Abstract
Background:
Coronally advanced flap (CAF) has been shown to effectively treat gingival recession. Platelet rich plasma (PRP), containing autologous growth factors, has been shown to promote soft tissue healing. The aim of this clinical study was to determine whether the addition of an autologous PRP to a CAF when compared to a CAF alone would improve the clinical outcome for treatment of multiple gingival recessions.
Materials and Methods:
Thirty patients with Miller's class I and class II buccal recession defect were randomly assigned to control (CAF alone) or test (CAF with PRP) groups. Recession depth (RD), recession width (RW), probing depth (PD), clinical attachment level (CAL), width of keratinized tissue, wound healing index, percentage of root coverage was assessed. Patients were followed at 2, 4, 12 and 16 weeks post-surgery. Statistical analysis for intra and inter group comparisons was done using Wilcoxon sign rank and Wilcoxon rank sum tests respectively. P < 0.05 denoted statistical significance.
Results:
The differences between the test and control groups were not significant with respect to all the clinical variables. The RD at 16 weeks was significantly reduced from 2.88 ± 0.69 to 0.76 ± 0.24 mm in control group (P < 0.05) and from 2.95 ± 0.43 to 0.76 ± 0.35 mm in the test group (P < 0.05). The mean percentage of root coverage was 73.1 ± 7.3 in the control group and 75.0 ± 8.3 in test group (P < 0.05). The CAL gain was 3.17 ± 0.84 mm within the control group and 3.17 ± 0.79 mm within test group.
Conclusion:
Within the limitations of this study, PRP with CAF can provide an early healing of soft tissues, but does not provide clinically measurable improvement in the final therapeutics outcome in CAF.

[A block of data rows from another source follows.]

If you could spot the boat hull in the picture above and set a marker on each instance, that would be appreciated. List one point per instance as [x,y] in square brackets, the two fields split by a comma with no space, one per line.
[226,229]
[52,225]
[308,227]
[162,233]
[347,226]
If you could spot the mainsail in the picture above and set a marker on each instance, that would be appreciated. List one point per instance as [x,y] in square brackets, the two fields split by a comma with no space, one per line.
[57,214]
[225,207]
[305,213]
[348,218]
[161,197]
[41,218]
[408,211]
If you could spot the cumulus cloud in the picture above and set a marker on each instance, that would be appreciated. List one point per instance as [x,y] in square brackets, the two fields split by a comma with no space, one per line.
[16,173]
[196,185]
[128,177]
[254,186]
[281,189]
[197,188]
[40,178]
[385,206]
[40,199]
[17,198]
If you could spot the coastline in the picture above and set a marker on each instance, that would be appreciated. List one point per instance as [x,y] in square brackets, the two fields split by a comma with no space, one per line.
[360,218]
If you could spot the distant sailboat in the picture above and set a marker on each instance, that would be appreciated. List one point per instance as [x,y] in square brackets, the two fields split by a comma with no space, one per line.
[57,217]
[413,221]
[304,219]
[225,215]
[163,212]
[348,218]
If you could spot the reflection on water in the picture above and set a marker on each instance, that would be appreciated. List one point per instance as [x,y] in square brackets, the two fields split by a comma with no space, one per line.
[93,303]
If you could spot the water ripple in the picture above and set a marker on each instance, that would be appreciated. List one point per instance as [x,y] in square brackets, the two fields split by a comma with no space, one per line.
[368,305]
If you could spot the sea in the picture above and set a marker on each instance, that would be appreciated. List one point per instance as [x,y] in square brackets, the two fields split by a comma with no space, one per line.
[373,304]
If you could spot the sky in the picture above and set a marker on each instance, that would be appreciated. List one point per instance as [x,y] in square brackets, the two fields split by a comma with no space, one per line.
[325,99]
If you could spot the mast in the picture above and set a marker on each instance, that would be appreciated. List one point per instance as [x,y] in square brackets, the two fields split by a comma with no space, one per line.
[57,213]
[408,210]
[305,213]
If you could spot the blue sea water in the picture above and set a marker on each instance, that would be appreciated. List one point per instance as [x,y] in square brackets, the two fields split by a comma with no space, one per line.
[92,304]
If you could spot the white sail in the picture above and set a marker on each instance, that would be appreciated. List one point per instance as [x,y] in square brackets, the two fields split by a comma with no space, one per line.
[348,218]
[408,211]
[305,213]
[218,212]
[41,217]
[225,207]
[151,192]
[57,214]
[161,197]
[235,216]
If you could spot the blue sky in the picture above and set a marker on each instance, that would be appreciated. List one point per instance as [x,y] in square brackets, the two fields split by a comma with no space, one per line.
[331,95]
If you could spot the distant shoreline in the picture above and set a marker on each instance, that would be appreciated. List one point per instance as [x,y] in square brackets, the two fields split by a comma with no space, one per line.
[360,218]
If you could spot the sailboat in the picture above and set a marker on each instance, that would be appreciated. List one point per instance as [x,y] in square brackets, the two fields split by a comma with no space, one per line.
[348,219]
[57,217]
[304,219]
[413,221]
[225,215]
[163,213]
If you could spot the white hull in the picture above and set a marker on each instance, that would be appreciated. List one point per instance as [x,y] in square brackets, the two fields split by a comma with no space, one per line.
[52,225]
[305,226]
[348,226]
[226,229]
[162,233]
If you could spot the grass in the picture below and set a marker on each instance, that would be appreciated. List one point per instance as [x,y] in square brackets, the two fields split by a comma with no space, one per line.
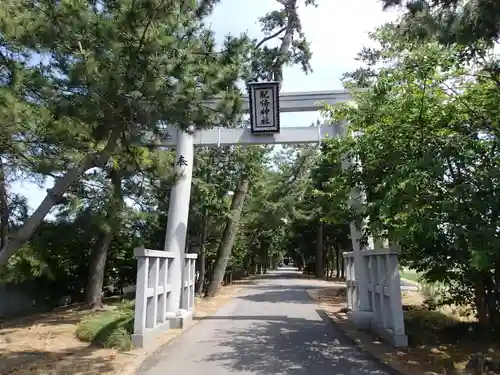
[109,329]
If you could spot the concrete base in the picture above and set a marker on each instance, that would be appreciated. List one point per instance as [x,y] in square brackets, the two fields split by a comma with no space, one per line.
[362,319]
[141,340]
[398,341]
[181,320]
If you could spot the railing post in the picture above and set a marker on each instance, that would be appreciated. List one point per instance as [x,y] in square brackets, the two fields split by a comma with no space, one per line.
[151,294]
[188,282]
[140,295]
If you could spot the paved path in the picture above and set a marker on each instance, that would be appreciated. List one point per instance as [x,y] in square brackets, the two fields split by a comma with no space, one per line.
[274,329]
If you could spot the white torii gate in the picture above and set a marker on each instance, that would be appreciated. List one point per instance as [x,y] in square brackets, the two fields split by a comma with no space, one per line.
[165,279]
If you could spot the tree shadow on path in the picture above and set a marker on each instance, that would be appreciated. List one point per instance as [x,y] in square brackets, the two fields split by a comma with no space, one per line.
[289,346]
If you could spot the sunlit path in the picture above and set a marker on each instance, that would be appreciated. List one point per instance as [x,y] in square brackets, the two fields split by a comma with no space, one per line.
[275,328]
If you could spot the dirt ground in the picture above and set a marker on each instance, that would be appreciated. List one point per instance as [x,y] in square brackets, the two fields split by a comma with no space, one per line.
[45,344]
[432,350]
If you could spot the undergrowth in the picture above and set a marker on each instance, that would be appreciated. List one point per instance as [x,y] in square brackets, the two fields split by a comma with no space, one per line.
[109,329]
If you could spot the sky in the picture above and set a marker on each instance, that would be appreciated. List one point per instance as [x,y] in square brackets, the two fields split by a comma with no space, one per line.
[336,29]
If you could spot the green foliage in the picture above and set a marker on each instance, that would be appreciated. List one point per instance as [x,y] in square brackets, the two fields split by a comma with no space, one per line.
[422,145]
[453,21]
[110,329]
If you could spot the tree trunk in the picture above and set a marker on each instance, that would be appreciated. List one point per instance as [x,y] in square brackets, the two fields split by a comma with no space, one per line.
[319,251]
[93,290]
[337,261]
[4,207]
[16,240]
[342,266]
[201,255]
[480,301]
[228,237]
[97,264]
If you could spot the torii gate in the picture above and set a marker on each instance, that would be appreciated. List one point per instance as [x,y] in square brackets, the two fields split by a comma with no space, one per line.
[165,279]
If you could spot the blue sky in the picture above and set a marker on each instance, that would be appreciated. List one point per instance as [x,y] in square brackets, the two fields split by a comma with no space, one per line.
[337,30]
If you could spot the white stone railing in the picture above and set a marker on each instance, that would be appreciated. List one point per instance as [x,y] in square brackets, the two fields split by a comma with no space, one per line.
[188,281]
[384,292]
[352,291]
[152,294]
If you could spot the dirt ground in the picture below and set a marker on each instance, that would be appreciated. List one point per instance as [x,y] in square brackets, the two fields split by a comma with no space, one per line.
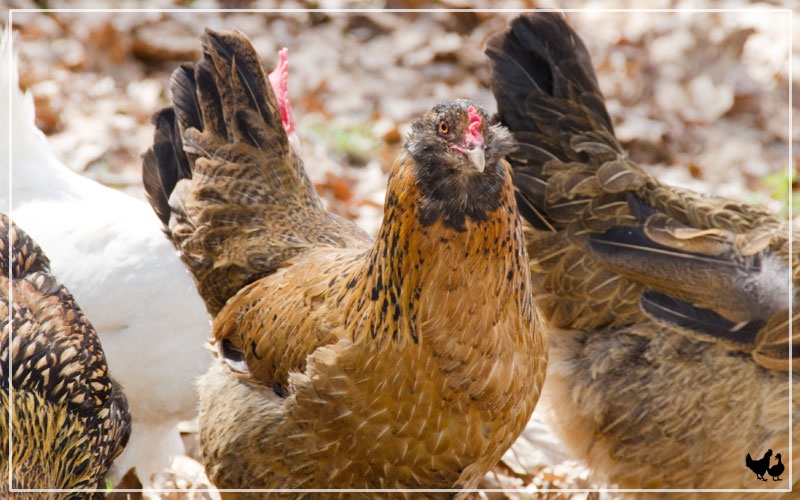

Keywords: Gingival recessions, platelet rich plasma, guided tissue regeneration, periodontal
INTRODUCTION
Gingival recession defects are typically treated by periodontal plastic surgery to correct or eliminate the deformities of the gingival mucosa.[1] Various mucogingival procedures have been used, including creation of free gingival grafts, laterally positioned flaps or coronally positioned flaps, as well as guided tissue regeneration (GTR) and connective tissue grafting.[2] The coronally advanced flap (CAF) is a simple pedicle flap that can be utilized for root coverage and does not require graft harvesting. However, some data have shown that root coverage associated with CAF used alone is unstable in the long time, where it shrinks from 89% in 1-month postoperatively to 58.8% after 6 months.[3] The potential limitation of CAF is the limited gain in the apico-coronal direction of the keratinized tissue, which is an important parameter in recurrence of gingival recession.[4] Therefore, data indicate that the CAF used alone is a less-optimal technique to achieve root coverage despite having advantage of generating low morbidity.[5]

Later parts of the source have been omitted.